What Does Balance Sheet Equation Mean?
In its most basic form, the balance sheet equation shows what a company owns, what a company owes, and what stake the owners have in the business. The equation starts off with the company assets. These are the resources that the company has to use in the future like cash, accounts receivable, and fixed assets.
Most of the time, the company doesn’t own its assets outright. For instance, it might have a loan on the company car, a mortgage on the building, or even owe money to its shareholders. That is why the second part of the balance sheet equation is made up of the claims on company assets. All of these claims on the company assets are separated into two categories: liabilities and equity.
Liabilities are claims on the company assets by other firms or people. A bank loan or mortgage is a good example.

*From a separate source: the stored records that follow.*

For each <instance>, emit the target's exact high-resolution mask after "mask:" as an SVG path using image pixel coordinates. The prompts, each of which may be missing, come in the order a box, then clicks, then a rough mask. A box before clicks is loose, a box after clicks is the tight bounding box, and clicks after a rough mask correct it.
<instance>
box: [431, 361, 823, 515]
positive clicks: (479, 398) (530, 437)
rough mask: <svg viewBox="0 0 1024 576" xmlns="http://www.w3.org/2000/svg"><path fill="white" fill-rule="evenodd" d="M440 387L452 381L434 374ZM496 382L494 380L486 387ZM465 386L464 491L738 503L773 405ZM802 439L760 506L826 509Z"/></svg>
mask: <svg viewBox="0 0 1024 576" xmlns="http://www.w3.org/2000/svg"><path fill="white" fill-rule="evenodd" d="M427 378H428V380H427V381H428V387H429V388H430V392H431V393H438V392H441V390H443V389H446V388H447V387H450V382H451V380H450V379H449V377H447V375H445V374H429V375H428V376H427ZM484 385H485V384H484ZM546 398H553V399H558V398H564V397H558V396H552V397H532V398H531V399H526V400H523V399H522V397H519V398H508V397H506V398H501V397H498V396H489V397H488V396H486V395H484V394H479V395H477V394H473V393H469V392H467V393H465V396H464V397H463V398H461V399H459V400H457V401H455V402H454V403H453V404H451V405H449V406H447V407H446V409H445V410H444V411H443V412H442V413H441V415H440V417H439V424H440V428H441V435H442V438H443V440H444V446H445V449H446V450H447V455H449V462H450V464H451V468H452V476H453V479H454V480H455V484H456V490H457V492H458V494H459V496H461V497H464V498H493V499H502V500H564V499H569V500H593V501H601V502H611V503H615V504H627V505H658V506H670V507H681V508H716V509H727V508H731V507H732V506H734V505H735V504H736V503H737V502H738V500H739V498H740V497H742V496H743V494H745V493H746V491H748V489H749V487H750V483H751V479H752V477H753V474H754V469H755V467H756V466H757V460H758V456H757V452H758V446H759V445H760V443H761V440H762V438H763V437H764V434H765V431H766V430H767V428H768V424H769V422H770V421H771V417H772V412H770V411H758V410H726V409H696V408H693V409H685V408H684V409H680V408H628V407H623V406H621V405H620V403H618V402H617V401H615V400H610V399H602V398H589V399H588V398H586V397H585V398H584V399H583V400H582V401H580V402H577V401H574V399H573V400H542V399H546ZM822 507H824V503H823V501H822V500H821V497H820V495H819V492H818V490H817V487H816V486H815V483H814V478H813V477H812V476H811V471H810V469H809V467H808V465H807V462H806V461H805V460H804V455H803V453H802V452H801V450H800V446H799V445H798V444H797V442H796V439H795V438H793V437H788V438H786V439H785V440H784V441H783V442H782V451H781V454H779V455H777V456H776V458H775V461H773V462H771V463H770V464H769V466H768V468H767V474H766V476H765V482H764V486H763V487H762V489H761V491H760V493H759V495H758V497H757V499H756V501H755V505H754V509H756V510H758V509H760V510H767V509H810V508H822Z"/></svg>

The bank has a claim to the business building or land that is mortgaged. Liabilities are usually shown before equity in the balance sheet equation because liabilities must have to be repaid before owners’ claims.
Equity on the other hand is the shareholders’ claims on the company assets. This is the amount of money shareholders contributed to the company for an ownership stake. Equity also includes retained earnings. Once all of the claims by outside companies and claims by shareholders are added up, they will always equal the total company assets.